Das Museum der Stille | Yoko Ogawa

Taschenbuchausgabe von Yoko Ogawas "Das Museum der Stille", mit dem Cove nach vorne vor anderen Bücher in einem Regal stehend.

Wie die Lektüre eines Romans ausfällt, liegt auch an den Erwartungen. Gehe ich mit falschen oder zumindest anderen Erwartungen an die Geschichte heran, könnte sie enttäuschen, nicht weil es sich um ein schlechtes Buch handelt, sondern weil die eigene Einstellung Schwierigkeiten hat, mit der Realität des Werkes zurechtzukommen.

So zumindest ging es mir mit Das Museum der Stille.

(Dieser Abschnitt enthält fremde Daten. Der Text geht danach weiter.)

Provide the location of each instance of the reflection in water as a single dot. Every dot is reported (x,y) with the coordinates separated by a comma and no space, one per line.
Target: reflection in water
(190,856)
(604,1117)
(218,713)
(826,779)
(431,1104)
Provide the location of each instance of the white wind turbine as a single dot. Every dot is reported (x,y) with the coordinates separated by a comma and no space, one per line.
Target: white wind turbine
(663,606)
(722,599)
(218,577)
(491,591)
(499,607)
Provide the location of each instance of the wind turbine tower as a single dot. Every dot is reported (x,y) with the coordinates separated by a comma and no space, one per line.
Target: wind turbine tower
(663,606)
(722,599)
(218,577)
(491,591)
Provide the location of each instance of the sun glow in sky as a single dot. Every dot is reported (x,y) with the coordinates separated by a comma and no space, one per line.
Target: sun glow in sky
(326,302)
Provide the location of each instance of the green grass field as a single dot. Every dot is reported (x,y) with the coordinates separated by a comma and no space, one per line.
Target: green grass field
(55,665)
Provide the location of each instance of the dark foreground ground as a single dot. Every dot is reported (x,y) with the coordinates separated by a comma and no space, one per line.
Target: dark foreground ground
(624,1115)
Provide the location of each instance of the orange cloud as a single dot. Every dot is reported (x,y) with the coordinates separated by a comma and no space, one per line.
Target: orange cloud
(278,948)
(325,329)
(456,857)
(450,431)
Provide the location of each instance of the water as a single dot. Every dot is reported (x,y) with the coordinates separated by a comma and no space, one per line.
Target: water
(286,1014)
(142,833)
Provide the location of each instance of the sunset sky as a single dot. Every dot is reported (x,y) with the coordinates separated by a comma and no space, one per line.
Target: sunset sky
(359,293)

Als ich 2020 mit Das Geheimnis der Eulerschen Formel meinen ersten Roman der japanischen Autorin Yoko Ogawa las, beschrieb ich ihn als: wunderbar verschrobene Geschichte über die Schönheit der Zahlen und die Poesie des Alltags.

Und beim Titel Das Museum der Stille erwartete ich auch diese Poesie. Immerhin geht es um einen jungen Mann, der in ein abgelegenes Dorf kommt, um dort für eine ältere Frau das titelgebende Museum aufzubauen. Ein Museum, das Gegenstände der verstorbenen Dorfbewohner*innen sammelt, aufbewahrt, ausstellt und ihre Geschichte erzählt, damit sie nicht vergessen werden.

Doch statt verschrobene Poesie des Alltags, bekam ich stattdessen eine düstere Geschichte in einem entrückt wirkenden Kosmos erzählt, die stellenweise schon an Weird Fiction erinnert.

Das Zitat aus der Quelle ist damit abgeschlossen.